Phytoene synthase (PSY) is one of key enzymes in carotenogenesis that catalyze two molecules of geranylgeranyl diphosphate to produce phytoene. PSY is widespread in bacteria, archaea, and eukaryotes. Currently, functional role and catalytic mechanism of archaeal PSY homologues have not been fully clarified due to the limited reports. Herein, we identified a rate-limiting role of the PSY from the halophilic euryarchaeon Haloferax volcanii (HVO-PSY) in bacterioruberin biosynthesis and dissected the roles of its seven conserved residues.
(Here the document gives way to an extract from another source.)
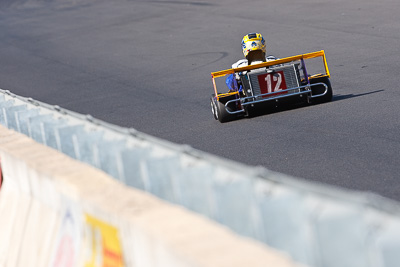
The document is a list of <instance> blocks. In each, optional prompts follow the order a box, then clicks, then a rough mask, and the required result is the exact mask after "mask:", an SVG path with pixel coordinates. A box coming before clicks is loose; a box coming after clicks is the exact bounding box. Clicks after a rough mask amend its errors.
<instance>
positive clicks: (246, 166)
mask: <svg viewBox="0 0 400 267" xmlns="http://www.w3.org/2000/svg"><path fill="white" fill-rule="evenodd" d="M0 123H1V124H3V125H5V126H6V127H8V128H10V129H13V130H16V131H18V132H21V133H23V134H26V135H28V136H30V137H31V138H33V139H34V140H36V141H37V142H39V143H42V144H45V145H47V146H49V147H52V148H54V149H57V150H59V151H61V152H63V153H65V154H67V155H69V156H71V157H72V158H75V159H77V160H80V161H82V162H86V163H88V164H91V165H93V166H95V167H97V168H99V169H101V170H103V171H105V172H106V173H108V174H110V175H111V176H113V177H115V178H116V179H118V180H119V181H121V182H123V183H125V184H127V185H128V186H133V187H136V188H139V189H142V190H145V191H147V192H150V193H152V194H154V195H156V196H158V197H160V198H162V199H165V200H167V201H169V202H172V203H177V204H179V205H182V206H184V207H186V208H188V209H190V210H193V211H195V212H197V213H200V214H203V215H205V216H207V217H209V218H211V219H213V220H215V221H217V222H219V223H221V224H224V225H226V226H228V227H230V228H231V229H232V230H234V231H236V232H237V233H239V234H241V235H244V236H248V237H251V238H254V239H257V240H259V241H261V242H264V243H266V244H268V245H269V246H272V247H274V248H277V249H279V250H282V251H286V252H287V253H288V254H289V255H290V256H291V257H292V258H293V259H294V260H295V261H298V262H301V263H304V264H307V265H309V266H318V267H320V266H321V267H322V266H323V267H331V266H332V267H334V266H335V267H336V266H338V267H347V266H348V267H357V266H360V267H361V266H362V267H367V266H374V267H381V266H385V267H386V266H390V267H392V266H393V267H394V266H396V267H397V266H399V264H400V254H399V253H398V251H399V250H400V205H399V204H398V203H397V202H394V201H391V200H388V199H385V198H383V197H380V196H378V195H374V194H369V193H361V192H353V191H347V190H344V189H338V188H333V187H328V186H325V185H320V184H316V183H310V182H305V181H301V180H299V179H294V178H291V177H288V176H286V175H283V174H279V173H275V172H272V171H269V170H267V169H265V168H263V167H251V166H247V165H244V164H240V163H237V162H232V161H229V160H225V159H222V158H219V157H216V156H213V155H210V154H207V153H204V152H201V151H198V150H195V149H192V148H191V147H190V146H187V145H177V144H173V143H170V142H167V141H163V140H161V139H158V138H154V137H151V136H149V135H146V134H144V133H140V132H138V131H136V130H135V129H128V128H122V127H118V126H115V125H112V124H108V123H105V122H102V121H100V120H97V119H95V118H93V117H91V116H90V115H81V114H78V113H74V112H71V111H68V110H65V109H62V108H60V107H58V106H50V105H48V104H45V103H41V102H39V101H35V100H33V99H31V98H24V97H20V96H17V95H14V94H12V93H10V92H9V91H4V90H0Z"/></svg>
Compared with the parental H. volcanii strain, the recombinant HVO-PSY strain had the increased bacterioruberin yields, confirming that HVO-PSY is a rate-limiting enzyme in bacterioruberin biosynthesis in H. volcanii. Additionally, we optimized the culture condition for bacterioruberin biosynthesis in the recombinant strain: 150 g/L NaCl, 45 °C, and pH 6.5–7.5. Mutational data demonstrate that residues D47, D51, D110, D168, D172, and R178 of HVO-PSY are essential for catalysis since these recombinant mutant strains harboring these mutations in the enzyme had the reduced bacterioruberin yields relative to the recombinant wild-type strain. Overall, our findings have verified the rate-limiting role of HVO-PSY in bacterioruberin biosynthesis in H. volcanii and clarified the essential roles of its conserved residues D47, D51, D110, D168, D172, and R178 in catalysis.